Italiaans sterrenkundige (Modena 25 Mrt 1786 - Florence 10 Apr. 1863), hield zich reeds vroeg bezig met het vervaardigen van optische instrumenten. In 1815 werd hij hoogleraar in de wiskunde in zijn geboortestad, in 1825 directeur van het hoger onderwijs en eindelijk in 1831 observator aan de sterrenwacht te Florence, in welke laatste betrekking hij ondersteund werd door zijn zoon Vincenzo, die later hoogleraar in de wiskunde werd te Pisa.

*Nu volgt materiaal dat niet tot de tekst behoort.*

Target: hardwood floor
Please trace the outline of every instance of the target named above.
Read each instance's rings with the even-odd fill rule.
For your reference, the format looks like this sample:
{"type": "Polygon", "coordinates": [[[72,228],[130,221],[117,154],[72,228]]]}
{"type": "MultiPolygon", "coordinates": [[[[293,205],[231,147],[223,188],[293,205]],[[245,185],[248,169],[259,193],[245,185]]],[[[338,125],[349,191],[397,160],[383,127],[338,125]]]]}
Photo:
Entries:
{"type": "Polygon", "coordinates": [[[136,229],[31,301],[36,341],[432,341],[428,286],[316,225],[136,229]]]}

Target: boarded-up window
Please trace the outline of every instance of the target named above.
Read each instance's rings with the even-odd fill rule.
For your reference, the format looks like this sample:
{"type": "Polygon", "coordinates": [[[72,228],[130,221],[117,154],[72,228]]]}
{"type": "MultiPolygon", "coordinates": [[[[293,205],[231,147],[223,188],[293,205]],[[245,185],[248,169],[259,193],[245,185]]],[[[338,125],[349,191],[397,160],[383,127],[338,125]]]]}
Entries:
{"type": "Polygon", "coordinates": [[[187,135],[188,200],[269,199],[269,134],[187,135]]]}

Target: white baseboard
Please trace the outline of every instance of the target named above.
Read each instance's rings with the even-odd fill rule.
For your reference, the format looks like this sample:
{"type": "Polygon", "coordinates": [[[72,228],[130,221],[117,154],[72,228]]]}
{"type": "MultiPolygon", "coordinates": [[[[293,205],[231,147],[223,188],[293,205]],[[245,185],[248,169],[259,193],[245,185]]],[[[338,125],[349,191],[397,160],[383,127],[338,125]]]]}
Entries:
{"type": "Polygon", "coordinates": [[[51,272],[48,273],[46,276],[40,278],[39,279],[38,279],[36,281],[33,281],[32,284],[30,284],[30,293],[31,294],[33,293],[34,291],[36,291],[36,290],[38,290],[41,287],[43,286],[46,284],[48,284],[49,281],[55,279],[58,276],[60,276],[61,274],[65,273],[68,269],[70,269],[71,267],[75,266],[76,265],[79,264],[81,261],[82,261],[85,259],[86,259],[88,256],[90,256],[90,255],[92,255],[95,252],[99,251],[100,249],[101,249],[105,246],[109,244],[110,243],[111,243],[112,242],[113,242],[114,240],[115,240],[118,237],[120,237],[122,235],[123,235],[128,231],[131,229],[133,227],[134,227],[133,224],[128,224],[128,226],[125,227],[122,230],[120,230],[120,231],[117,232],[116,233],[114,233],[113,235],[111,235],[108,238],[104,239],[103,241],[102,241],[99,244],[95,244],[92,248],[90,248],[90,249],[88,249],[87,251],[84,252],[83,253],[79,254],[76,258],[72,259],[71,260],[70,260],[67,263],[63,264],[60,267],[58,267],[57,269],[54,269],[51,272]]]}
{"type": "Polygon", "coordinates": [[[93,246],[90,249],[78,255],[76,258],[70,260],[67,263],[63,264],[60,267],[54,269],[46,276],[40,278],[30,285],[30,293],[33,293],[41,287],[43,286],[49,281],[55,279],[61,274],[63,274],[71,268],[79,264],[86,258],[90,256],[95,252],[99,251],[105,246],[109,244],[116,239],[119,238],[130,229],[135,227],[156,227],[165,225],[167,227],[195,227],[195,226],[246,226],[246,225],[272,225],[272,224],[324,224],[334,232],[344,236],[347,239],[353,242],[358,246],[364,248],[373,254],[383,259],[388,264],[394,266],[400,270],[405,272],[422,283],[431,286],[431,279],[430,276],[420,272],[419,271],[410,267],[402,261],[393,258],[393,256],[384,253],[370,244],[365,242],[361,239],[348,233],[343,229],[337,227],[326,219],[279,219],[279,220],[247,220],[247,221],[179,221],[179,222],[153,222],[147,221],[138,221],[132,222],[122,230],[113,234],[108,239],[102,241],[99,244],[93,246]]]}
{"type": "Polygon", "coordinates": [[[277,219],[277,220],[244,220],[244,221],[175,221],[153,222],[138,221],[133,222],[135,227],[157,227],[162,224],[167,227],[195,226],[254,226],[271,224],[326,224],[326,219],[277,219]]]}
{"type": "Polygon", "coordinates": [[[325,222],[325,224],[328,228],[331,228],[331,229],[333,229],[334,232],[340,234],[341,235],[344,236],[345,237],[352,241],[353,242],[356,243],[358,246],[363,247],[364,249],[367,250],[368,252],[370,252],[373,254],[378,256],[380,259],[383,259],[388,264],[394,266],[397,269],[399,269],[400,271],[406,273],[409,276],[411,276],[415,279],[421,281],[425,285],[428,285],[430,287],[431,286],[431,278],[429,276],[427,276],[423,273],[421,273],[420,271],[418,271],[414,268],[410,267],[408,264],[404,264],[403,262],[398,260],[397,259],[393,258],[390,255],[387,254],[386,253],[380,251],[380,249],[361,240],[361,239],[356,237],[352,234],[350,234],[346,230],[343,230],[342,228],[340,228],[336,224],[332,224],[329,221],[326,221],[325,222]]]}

Reeds in de aanvang van de vorige eeuw vervaardigde hij een spiegeltelescoop met een brandpuntafstand van 2½ m en met een objectief van bijna 17 cm. Later leverde hij een kijker ter lengte van bijna 7 m met een middellijn van bijna 3 dm en in 1812 een telescoop met een holle en een in het middelpunt doorboorde vlakke spiegel. Zijn spiegelmicroscopen uit die tijd waren de beste, die men toen kende. Te Parijs bevindt er zich een van hem met 6 oculairen en 3 objectieven en met een vergroting van 17 millioen maal. De fotografische camera heeft hij aanmerkelijk verbeterd. Zijn polarisatietoestel was tot het waarnemen en meten van alle polarisatieverschijnselen bij uitstek geschikt. Daarenboven heeft hij belangrijke verhandelingen, benevens waarnemingen over de dubbelsterren, de wachters van Jupiter, de middellijn der zon, de omloop der sappen in de planten enz., in het licht gegeven. Bij de betrekking van observator verkreeg hij die van hoogleraar aan het Museo di storia naturale te Florence.Zijn naam is verbonden aan het nog in gebruik zijnde rechtziend prisma van Amici, dat een combinatie is van drie prisma’s, waarvan één van flintglas en twee van kroonglas, en dat de eigenschap heeft, dat het wel het licht in zijn spectrale bestanddelen ontleedt, maar het midden van het spectrum uit laat treden in dezelfde richting, als waarin het licht op het prisma valt.
Lit.: Atti del istituto botanico di Pavia, S. 2a, XI(1908), met bibl.; G. B. De Toni, G. B. Amici, in: Gli scienziati italiani (Roma 1923), I; V. Ronchi, Sopra gli obiettivi astronomici dell’Amici, in: Riv. d’Ottica, II (1922).